Solar Panel Grants in London (2026)
Here is the honest answer most solar sites will not give you: there is no solar purchase grant in London or anywhere in the UK. Two things genuinely improve the numbers: 0% VAT on installations until 31 March 2027, and a SEG export tariff with a fair rate.
Accurate as at June 2026. Schemes and tariffs change - check official sources before committing.
No purchase grant. No catch. Two real levers.
The UK has no national solar purchase scheme and no regional subsidy in London. The price an installer quotes you is the real price: a 4kW system typically costs £5,500-£7,500 installed, with some quotes reaching £8,500 (0% VAT included, indicative June 2026). If anyone advertises "free solar through a government scheme" in London, treat it as a red flag. What does help: 0% VAT until 31 March 2027 and SEG export earnings.
0% VAT Until 31 March 2027
0% VAT on solar installations
Residential solar installations are zero-rated for VAT until 31 March 2027 (then 5%). It is applied automatically by the installer - there is no paperwork for you - and it is typically worth £1,000-3,000 compared with the standard 20% VAT rate.
Official gov.uk guidance →Typically £1,000-3,000 on a residential solar installation compared with the standard 20% VAT rate.
Nothing. The installer applies the zero rate on the quote. After 31 March 2027 the rate moves to 5%.
Low-income and fuel-poor households may qualify for energy efficiency support through ECO4 and related Warm Homes schemes - check eligibility on gov.uk. gov.uk
SEG Export Rates in London
The SEG (Smart Export Guarantee) is what energy suppliers pay for the solar you export. Suppliers set their own rates - the SEG only requires the rate to be above zero - and rates change regularly. Compare current tariffs before you commit.

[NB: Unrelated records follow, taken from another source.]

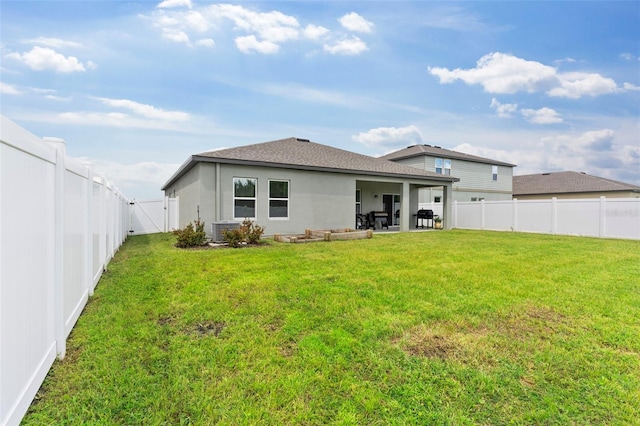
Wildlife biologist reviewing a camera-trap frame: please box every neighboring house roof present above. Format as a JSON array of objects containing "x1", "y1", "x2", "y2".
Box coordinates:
[
  {"x1": 379, "y1": 144, "x2": 516, "y2": 167},
  {"x1": 162, "y1": 137, "x2": 459, "y2": 190},
  {"x1": 513, "y1": 171, "x2": 640, "y2": 197}
]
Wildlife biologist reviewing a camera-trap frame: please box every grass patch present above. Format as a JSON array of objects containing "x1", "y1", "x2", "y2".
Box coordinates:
[{"x1": 24, "y1": 230, "x2": 640, "y2": 425}]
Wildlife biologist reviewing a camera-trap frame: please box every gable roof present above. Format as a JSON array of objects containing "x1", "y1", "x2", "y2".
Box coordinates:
[
  {"x1": 379, "y1": 144, "x2": 516, "y2": 167},
  {"x1": 162, "y1": 137, "x2": 459, "y2": 190},
  {"x1": 513, "y1": 171, "x2": 640, "y2": 197}
]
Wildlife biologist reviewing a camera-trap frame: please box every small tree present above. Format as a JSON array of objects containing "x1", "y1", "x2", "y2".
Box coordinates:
[{"x1": 173, "y1": 219, "x2": 207, "y2": 248}]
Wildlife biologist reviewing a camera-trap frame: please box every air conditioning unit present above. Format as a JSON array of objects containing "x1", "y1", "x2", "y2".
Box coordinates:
[{"x1": 211, "y1": 220, "x2": 240, "y2": 243}]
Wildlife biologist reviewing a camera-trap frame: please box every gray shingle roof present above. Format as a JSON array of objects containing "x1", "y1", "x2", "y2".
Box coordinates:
[
  {"x1": 163, "y1": 137, "x2": 458, "y2": 189},
  {"x1": 513, "y1": 171, "x2": 640, "y2": 197},
  {"x1": 380, "y1": 145, "x2": 516, "y2": 167}
]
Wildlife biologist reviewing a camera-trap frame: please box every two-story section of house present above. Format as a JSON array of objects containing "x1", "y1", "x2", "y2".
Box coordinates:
[{"x1": 380, "y1": 145, "x2": 516, "y2": 203}]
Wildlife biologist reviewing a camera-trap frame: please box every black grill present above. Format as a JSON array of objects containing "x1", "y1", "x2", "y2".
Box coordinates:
[{"x1": 416, "y1": 209, "x2": 433, "y2": 228}]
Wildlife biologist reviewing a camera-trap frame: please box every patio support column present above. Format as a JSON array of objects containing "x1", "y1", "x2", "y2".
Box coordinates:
[
  {"x1": 400, "y1": 182, "x2": 411, "y2": 232},
  {"x1": 442, "y1": 182, "x2": 453, "y2": 229}
]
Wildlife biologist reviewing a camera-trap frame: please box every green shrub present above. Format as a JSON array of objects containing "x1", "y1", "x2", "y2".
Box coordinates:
[
  {"x1": 173, "y1": 219, "x2": 206, "y2": 248},
  {"x1": 240, "y1": 219, "x2": 265, "y2": 244}
]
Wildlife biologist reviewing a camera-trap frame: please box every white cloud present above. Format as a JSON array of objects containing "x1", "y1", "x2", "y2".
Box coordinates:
[
  {"x1": 22, "y1": 37, "x2": 83, "y2": 49},
  {"x1": 351, "y1": 126, "x2": 424, "y2": 151},
  {"x1": 0, "y1": 81, "x2": 22, "y2": 95},
  {"x1": 323, "y1": 36, "x2": 369, "y2": 55},
  {"x1": 96, "y1": 98, "x2": 190, "y2": 121},
  {"x1": 338, "y1": 12, "x2": 374, "y2": 33},
  {"x1": 56, "y1": 111, "x2": 187, "y2": 131},
  {"x1": 5, "y1": 46, "x2": 90, "y2": 73},
  {"x1": 157, "y1": 0, "x2": 192, "y2": 9},
  {"x1": 211, "y1": 4, "x2": 300, "y2": 45},
  {"x1": 429, "y1": 52, "x2": 620, "y2": 99},
  {"x1": 44, "y1": 95, "x2": 71, "y2": 102},
  {"x1": 520, "y1": 108, "x2": 562, "y2": 124},
  {"x1": 429, "y1": 52, "x2": 556, "y2": 94},
  {"x1": 196, "y1": 38, "x2": 216, "y2": 47},
  {"x1": 490, "y1": 98, "x2": 518, "y2": 118},
  {"x1": 236, "y1": 35, "x2": 280, "y2": 55},
  {"x1": 145, "y1": 0, "x2": 374, "y2": 55},
  {"x1": 162, "y1": 28, "x2": 189, "y2": 43},
  {"x1": 547, "y1": 72, "x2": 618, "y2": 99},
  {"x1": 302, "y1": 24, "x2": 329, "y2": 40}
]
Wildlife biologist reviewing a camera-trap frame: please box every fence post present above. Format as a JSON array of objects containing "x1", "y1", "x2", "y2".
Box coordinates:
[
  {"x1": 84, "y1": 167, "x2": 93, "y2": 296},
  {"x1": 98, "y1": 176, "x2": 107, "y2": 276},
  {"x1": 598, "y1": 196, "x2": 607, "y2": 238},
  {"x1": 551, "y1": 197, "x2": 558, "y2": 235},
  {"x1": 43, "y1": 137, "x2": 67, "y2": 359},
  {"x1": 453, "y1": 200, "x2": 458, "y2": 228},
  {"x1": 163, "y1": 195, "x2": 169, "y2": 232}
]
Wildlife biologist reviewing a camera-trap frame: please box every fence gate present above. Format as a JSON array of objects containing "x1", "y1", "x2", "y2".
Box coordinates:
[{"x1": 129, "y1": 197, "x2": 178, "y2": 235}]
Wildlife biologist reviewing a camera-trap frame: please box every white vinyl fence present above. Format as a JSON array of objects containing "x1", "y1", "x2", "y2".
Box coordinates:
[
  {"x1": 0, "y1": 116, "x2": 131, "y2": 425},
  {"x1": 452, "y1": 197, "x2": 640, "y2": 240},
  {"x1": 129, "y1": 197, "x2": 180, "y2": 235}
]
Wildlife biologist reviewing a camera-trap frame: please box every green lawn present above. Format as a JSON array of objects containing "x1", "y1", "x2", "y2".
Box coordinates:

| Tariff | Rate (June 2026) | Notes |
|---|---|---|
| Octopus Outgoing | 12p/kWh | Flat rate on every exported kWh |
| Octopus Intelligent Flux | Up to 32.17p/kWh at peak | Requires a home battery plus the matching import tariff |
| Good Energy | Up to 25p/kWh | Exclusive rate - eligibility conditions apply |
Rates as at June 2026; tariffs and eligibility change regularly. Check each supplier's current offer before signing up.
Why Self-Consumption Beats Exporting
Grid power in the UK costs around 25p/kWh (Ofgem price cap average; it changes quarterly), while a typical SEG flat rate pays around 12p/kWh for exports. That means every kWh you use at home is worth roughly double one you send to the grid. The cheapest "grant" available in London is shifting your washing, dishwasher and EV charging into daylight hours, or adding a battery to carry daytime solar into the evening.
Solar in London
London sits in the sunnier southern half of the UK, and plenty of competing installers keep quotes sharp. The practical constraints are roof space and shading on terraces and flats, so an honest roof survey matters more here than headline panel specs.